{"title":"Improve long-range source localization in the South China Sea by suppressing frequency-difference autoproduct cross-term","authors":"Chenxiang Zhao, Hangfang Zhao","doi":"10.1109/CMVIT57620.2023.00013","DOIUrl":null,"url":null,"abstract":"Match field processing (MFP), combining with underwater acoustics and physics, is a signal processing technology and is popular in passive source localization. Unfortunately, in many situations, especially when long-range sources are involved, incomplete understanding of the actual propagation environment hinders accurate propagation modeling, leading to the failure of source localization via MFP. Recently, low-frequency MFP using the frequency-difference autoproduct achieved some long-range source localization success fully. While this method has been proved more robust than conventional methods, many of the metrics, such as Peak-to-Background Ratio (PBR) and ambiguity surface peak values, are lower than commonly observed levels. This performance degradation is related to the cross-term of frequency-difference autoproduct. In this paper, we combine low rank matrix representation (LRR) to suppress the influence of cross-term. This method is used to improve source localization metrics in the South China Sea (deep ocean) environment. The experimental results show that the PBR and ambiguity surface peak values are improved by about 2.5dB and 4.5dB respectively.","PeriodicalId":191655,"journal":{"name":"2023 7th International Conference on Machine Vision and Information Technology (CMVIT)","volume":"87 1","pages":"0"},"PeriodicalIF":0.0000,"publicationDate":"2023-03-01","publicationTypes":"Journal Article","fieldsOfStudy":null,"isOpenAccess":false,"openAccessPdf":"","citationCount":"0","resultStr":null,"platform":"Semanticscholar","paperid":null,"PeriodicalName":"2023 7th International Conference on Machine Vision and Information Technology (CMVIT)","FirstCategoryId":"1085","ListUrlMain":"https://doi.org/10.1109/CMVIT57620.2023.00013","RegionNum":0,"RegionCategory":null,"ArticlePicture":[],"TitleCN":null,"AbstractTextCN":null,"PMCID":null,"EPubDate":"","PubModel":"","JCR":"","JCRName":"","Score":null,"Total":0}
引用次数: 0
Abstract
Match field processing (MFP), combining with underwater acoustics and physics, is a signal processing technology and is popular in passive source localization. Unfortunately, in many situations, especially when long-range sources are involved, incomplete understanding of the actual propagation environment hinders accurate propagation modeling, leading to the failure of source localization via MFP. Recently, low-frequency MFP using the frequency-difference autoproduct achieved some long-range source localization success fully. While this method has been proved more robust than conventional methods, many of the metrics, such as Peak-to-Background Ratio (PBR) and ambiguity surface peak values, are lower than commonly observed levels. This performance degradation is related to the cross-term of frequency-difference autoproduct. In this paper, we combine low rank matrix representation (LRR) to suppress the influence of cross-term. This method is used to improve source localization metrics in the South China Sea (deep ocean) environment. The experimental results show that the PBR and ambiguity surface peak values are improved by about 2.5dB and 4.5dB respectively.

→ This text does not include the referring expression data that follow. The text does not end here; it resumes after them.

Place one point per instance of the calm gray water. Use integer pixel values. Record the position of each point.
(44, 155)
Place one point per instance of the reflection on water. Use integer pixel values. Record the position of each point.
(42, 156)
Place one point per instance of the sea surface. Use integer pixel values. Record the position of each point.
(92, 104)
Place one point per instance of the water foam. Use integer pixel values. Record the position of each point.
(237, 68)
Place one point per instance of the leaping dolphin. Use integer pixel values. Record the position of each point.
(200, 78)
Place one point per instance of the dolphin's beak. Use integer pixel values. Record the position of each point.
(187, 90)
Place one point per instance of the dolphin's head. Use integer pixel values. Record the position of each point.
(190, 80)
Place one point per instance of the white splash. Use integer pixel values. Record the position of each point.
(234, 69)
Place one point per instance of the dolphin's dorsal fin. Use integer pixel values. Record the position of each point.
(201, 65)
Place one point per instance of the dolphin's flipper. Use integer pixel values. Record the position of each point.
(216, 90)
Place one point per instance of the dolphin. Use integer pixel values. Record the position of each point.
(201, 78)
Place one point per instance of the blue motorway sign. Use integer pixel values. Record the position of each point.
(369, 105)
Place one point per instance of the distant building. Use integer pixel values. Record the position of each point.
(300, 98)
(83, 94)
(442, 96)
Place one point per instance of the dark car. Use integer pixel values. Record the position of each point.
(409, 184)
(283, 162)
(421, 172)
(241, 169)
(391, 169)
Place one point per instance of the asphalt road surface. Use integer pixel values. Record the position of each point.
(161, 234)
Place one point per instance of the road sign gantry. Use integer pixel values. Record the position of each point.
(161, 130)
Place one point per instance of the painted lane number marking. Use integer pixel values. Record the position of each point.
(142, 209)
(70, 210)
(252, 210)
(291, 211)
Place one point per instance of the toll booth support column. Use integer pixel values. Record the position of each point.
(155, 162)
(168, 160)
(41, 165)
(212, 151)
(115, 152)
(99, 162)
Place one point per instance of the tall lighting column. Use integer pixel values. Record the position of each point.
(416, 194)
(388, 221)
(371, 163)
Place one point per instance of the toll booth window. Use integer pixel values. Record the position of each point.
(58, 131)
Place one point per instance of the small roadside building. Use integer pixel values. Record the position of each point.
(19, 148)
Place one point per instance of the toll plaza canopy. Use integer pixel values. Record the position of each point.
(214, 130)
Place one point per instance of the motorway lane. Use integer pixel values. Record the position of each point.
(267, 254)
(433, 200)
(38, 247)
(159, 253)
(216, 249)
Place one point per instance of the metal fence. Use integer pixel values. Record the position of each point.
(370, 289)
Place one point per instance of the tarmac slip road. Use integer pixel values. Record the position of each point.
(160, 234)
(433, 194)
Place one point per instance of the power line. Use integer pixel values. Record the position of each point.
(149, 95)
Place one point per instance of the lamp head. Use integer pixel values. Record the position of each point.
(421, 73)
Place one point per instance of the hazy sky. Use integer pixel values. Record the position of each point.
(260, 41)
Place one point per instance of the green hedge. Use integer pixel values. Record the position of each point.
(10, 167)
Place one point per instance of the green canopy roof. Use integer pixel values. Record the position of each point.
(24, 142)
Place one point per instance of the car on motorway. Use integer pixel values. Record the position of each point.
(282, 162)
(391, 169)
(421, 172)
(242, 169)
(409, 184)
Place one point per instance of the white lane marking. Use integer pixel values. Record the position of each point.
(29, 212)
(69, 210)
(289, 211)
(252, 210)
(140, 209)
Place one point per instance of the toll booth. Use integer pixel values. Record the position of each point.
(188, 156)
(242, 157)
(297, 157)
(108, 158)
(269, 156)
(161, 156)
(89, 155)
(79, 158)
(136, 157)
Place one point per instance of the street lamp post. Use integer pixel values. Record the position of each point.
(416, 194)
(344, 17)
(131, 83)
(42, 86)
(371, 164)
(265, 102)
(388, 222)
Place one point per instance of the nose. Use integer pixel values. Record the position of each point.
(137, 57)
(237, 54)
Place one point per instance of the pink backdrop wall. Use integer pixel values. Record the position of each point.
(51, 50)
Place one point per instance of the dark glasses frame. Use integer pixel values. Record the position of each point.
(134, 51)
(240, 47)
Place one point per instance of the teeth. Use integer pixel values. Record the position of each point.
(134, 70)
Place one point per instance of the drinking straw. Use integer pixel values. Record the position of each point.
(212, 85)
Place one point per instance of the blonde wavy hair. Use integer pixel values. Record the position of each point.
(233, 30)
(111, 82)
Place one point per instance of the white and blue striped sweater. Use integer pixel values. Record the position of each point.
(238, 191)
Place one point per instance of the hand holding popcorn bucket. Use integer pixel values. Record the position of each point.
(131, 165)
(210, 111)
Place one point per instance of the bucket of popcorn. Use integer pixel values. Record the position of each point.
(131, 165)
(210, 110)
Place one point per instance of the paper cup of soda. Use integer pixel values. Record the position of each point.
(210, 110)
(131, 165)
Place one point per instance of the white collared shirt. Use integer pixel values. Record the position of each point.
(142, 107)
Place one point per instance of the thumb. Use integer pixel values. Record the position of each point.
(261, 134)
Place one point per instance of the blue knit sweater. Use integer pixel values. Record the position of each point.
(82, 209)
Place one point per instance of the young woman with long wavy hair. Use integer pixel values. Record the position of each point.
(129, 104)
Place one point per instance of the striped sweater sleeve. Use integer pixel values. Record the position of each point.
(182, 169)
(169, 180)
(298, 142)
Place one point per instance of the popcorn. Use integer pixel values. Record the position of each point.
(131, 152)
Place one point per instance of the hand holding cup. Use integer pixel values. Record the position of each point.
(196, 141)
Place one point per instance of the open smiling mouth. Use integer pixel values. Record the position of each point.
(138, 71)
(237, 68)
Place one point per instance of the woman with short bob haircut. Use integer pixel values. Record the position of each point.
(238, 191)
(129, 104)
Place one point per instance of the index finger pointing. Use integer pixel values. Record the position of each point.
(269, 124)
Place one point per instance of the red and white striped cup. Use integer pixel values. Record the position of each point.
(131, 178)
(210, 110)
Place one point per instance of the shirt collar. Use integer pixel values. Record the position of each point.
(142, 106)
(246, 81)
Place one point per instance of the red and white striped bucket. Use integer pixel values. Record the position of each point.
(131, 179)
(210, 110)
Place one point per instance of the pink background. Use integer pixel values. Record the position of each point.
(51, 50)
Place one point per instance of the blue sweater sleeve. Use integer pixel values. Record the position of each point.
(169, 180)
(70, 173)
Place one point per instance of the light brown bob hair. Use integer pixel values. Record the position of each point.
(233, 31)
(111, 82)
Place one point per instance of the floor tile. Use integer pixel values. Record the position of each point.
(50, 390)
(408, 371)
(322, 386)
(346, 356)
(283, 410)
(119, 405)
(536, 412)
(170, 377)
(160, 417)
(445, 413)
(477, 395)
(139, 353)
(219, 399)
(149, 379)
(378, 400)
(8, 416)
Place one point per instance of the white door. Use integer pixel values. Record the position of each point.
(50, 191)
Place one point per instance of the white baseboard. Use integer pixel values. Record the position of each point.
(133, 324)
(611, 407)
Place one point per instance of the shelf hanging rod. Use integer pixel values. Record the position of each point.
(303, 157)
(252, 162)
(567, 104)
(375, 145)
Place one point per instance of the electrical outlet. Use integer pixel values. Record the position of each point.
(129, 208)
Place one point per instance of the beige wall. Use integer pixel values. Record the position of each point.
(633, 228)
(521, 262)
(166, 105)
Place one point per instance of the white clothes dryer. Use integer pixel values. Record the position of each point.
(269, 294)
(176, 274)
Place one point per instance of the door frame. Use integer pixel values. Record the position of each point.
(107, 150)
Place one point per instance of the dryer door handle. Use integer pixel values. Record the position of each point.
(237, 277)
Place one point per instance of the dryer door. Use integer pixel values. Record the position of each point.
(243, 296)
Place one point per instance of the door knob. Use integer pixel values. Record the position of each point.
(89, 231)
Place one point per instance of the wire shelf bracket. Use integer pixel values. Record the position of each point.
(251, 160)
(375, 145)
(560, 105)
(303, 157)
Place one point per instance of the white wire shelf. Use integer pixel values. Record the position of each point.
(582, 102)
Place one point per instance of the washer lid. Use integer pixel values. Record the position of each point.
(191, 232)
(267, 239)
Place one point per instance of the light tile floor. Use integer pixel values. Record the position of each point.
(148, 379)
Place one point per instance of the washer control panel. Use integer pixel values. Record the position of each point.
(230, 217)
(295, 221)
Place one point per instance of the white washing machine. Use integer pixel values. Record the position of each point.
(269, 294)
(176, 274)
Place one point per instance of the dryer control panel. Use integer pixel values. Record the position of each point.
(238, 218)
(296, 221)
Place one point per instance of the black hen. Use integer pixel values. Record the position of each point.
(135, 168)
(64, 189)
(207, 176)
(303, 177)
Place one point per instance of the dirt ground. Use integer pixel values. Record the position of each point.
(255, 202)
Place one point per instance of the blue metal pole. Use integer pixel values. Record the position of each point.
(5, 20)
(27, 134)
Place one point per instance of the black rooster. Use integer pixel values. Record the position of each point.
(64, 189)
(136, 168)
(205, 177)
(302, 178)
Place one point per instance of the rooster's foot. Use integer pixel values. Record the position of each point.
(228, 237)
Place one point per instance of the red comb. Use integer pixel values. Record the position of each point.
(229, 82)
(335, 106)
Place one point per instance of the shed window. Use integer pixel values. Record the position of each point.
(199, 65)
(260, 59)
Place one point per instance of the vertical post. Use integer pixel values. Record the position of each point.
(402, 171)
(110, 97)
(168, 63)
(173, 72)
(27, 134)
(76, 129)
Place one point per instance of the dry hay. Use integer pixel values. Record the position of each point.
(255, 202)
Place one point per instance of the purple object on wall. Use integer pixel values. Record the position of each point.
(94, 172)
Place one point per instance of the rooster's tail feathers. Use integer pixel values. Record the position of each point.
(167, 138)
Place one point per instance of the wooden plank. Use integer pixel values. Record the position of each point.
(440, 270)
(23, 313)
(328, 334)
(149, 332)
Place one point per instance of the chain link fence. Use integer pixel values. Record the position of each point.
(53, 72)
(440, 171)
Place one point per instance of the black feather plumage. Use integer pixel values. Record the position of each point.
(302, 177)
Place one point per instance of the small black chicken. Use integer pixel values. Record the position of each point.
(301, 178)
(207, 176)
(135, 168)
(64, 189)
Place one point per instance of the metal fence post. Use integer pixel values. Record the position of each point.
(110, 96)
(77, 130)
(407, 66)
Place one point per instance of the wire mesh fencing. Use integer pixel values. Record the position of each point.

匹配场处理(Match field processing, MFP)是一种将水声与物理相结合的信号处理技术,在无源源定位中很受欢迎。不幸的是,在许多情况下,特别是涉及到远程源时,对实际传播环境的不完全理解阻碍了准确的传播建模,从而导致通过MFP进行源定位的失败。近年来,低频MFP利用频差自动产品成功地实现了一定距离的源定位。虽然该方法已被证明比传统方法更健壮,但许多指标,如峰背景比(PBR)和模糊表面峰值值,都低于通常观察到的水平。这种性能下降与频差汽车产品的交叉项有关。本文结合低秩矩阵表示(LRR)来抑制交叉项的影响。该方法用于改进南海(深海)环境下的源定位指标。实验结果表明,PBR和模糊面峰值分别提高了约2.5dB和4.5dB。